Submission of papers covering the following aspects of volcanology and geothermal research are encouraged:
(1) Geological aspects of volcanic systems: volcano stratigraphy, structure and tectonic influence; eruptive history; evolution of volcanic landforms; eruption style and progress; dispersal patterns of lava and ash; analysis of real-time eruption observations.
(2) Geochemical and petrological aspects of volcanic rocks: magma genesis and evolution; crystallization; volatile compositions, solubility, and degassing; volcanic petrography and textural analysis.
(3) Hydrology, geochemistry and measurement of volcanic and hydrothermal fluids: volcanic gas emissions; fumaroles and springs; crater lakes; hydrothermal mineralization.
(4) Geophysical aspects of volcanic systems: physical properties of volcanic rocks and magmas; heat flow studies; volcano seismology, geodesy and remote sensing.
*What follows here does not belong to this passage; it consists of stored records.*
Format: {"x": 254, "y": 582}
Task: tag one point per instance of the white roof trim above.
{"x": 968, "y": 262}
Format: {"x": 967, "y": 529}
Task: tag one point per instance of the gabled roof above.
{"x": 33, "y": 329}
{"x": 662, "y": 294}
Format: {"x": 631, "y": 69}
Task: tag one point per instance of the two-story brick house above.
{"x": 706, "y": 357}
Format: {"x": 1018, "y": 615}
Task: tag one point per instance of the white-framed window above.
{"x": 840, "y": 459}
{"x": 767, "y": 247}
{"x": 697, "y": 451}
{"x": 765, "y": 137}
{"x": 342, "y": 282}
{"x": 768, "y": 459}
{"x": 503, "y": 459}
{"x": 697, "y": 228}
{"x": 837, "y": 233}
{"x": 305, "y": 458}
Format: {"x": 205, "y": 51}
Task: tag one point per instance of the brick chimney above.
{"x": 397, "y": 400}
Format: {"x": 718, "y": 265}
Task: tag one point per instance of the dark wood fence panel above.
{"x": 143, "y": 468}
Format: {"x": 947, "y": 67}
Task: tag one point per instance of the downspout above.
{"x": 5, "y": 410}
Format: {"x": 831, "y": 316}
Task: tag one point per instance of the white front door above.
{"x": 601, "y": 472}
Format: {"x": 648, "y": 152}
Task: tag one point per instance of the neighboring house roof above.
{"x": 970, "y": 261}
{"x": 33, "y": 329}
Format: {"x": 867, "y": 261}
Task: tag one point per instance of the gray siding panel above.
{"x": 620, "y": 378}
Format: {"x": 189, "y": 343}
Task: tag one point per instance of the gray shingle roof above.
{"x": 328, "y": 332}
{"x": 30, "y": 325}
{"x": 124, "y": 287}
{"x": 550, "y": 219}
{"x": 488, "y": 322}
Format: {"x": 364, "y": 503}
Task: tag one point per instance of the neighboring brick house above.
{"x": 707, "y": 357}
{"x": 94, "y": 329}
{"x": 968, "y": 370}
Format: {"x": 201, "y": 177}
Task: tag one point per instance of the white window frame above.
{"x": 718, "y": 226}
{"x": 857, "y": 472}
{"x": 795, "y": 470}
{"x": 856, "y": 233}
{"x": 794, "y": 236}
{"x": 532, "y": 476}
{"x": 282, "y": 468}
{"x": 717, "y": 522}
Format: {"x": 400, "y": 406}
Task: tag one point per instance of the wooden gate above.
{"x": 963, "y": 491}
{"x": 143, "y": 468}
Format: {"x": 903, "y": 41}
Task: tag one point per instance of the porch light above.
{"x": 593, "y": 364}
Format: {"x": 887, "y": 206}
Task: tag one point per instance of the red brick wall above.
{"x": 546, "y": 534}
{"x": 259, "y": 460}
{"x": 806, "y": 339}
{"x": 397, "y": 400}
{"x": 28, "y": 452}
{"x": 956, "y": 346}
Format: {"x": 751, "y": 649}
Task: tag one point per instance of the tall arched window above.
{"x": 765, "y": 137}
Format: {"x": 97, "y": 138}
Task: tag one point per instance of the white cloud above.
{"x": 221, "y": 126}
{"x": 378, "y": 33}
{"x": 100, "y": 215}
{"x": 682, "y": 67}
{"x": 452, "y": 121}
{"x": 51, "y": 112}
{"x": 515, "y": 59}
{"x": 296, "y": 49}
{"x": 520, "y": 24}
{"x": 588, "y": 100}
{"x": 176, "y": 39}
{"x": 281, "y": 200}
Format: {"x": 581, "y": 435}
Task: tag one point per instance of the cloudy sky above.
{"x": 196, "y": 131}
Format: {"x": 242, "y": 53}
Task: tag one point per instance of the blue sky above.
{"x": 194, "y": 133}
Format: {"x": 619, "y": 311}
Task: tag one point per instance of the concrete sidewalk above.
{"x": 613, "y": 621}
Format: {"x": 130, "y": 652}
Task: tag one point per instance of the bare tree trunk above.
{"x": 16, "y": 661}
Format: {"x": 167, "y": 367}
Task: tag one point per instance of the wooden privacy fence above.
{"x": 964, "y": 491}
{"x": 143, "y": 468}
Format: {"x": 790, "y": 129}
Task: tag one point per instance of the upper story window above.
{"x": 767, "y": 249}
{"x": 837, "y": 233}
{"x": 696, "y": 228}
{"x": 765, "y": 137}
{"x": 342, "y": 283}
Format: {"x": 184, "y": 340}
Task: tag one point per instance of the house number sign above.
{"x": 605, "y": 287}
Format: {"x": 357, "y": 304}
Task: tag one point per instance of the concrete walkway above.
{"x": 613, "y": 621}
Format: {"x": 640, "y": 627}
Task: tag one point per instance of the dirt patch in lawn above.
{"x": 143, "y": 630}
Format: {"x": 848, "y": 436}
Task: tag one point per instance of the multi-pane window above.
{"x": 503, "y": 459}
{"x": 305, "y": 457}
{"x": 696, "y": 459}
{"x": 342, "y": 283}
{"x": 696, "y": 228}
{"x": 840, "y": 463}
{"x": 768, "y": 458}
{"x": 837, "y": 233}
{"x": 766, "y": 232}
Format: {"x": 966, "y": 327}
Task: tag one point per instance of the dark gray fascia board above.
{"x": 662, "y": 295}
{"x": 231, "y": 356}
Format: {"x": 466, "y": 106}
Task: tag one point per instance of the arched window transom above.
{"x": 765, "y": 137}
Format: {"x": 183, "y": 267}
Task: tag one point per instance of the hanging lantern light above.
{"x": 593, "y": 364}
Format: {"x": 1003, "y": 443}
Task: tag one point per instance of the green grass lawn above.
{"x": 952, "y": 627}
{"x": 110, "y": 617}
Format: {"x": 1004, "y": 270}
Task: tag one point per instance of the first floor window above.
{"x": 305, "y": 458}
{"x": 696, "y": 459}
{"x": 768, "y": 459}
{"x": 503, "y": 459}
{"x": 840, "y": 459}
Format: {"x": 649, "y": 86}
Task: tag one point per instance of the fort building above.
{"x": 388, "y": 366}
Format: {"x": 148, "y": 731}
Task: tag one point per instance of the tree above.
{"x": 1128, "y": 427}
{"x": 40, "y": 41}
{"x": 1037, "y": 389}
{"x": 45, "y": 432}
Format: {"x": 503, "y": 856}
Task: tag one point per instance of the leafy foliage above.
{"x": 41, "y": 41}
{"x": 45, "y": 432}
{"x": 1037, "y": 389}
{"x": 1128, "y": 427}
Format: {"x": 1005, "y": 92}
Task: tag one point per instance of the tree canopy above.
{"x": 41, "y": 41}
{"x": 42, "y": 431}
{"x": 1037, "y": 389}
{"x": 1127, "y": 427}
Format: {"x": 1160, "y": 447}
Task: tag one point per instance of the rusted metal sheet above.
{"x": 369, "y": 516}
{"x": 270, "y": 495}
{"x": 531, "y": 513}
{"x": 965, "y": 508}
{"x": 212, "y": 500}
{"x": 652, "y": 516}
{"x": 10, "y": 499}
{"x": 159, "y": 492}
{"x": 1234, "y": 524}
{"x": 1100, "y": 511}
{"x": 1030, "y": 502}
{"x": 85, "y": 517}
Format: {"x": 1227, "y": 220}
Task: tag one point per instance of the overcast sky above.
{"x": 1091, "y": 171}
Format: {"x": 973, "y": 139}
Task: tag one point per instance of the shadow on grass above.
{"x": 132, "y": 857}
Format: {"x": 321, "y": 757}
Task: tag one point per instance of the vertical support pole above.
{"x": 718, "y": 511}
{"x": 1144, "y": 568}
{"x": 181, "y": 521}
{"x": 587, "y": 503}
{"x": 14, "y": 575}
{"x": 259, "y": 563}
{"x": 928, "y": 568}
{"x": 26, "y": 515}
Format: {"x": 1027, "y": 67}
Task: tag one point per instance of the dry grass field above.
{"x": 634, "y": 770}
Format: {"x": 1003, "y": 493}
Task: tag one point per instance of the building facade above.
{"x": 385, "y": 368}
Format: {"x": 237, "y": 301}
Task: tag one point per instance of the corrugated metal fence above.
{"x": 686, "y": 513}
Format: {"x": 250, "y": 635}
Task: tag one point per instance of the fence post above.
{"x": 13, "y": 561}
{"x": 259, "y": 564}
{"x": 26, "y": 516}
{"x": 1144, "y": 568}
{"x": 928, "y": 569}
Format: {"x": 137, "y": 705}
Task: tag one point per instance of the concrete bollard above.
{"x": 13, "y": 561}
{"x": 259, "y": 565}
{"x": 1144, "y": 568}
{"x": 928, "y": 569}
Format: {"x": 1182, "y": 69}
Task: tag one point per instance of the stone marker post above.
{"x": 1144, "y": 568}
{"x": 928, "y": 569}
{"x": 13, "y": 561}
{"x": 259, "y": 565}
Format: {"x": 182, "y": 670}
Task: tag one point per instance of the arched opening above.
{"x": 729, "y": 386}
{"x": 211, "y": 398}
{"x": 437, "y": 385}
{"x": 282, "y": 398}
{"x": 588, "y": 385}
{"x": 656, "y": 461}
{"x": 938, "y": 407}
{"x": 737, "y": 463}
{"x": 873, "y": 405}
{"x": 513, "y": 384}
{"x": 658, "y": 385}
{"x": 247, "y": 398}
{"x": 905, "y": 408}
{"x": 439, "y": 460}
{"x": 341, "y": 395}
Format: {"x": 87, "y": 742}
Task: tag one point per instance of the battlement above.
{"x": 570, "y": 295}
(5) Computational modeling and experimental simulation of magmatic and hydrothermal processes: eruption dynamics; magma transport and storage; plume dynamics and ash dispersal; lava flow dynamics; hydrothermal fluid flow; thermodynamics of aqueous fluids and melts.
(6) Volcano hazard and risk research: hazard zonation methodology, development of forecasting tools; assessment techniques for vulnerability and impact.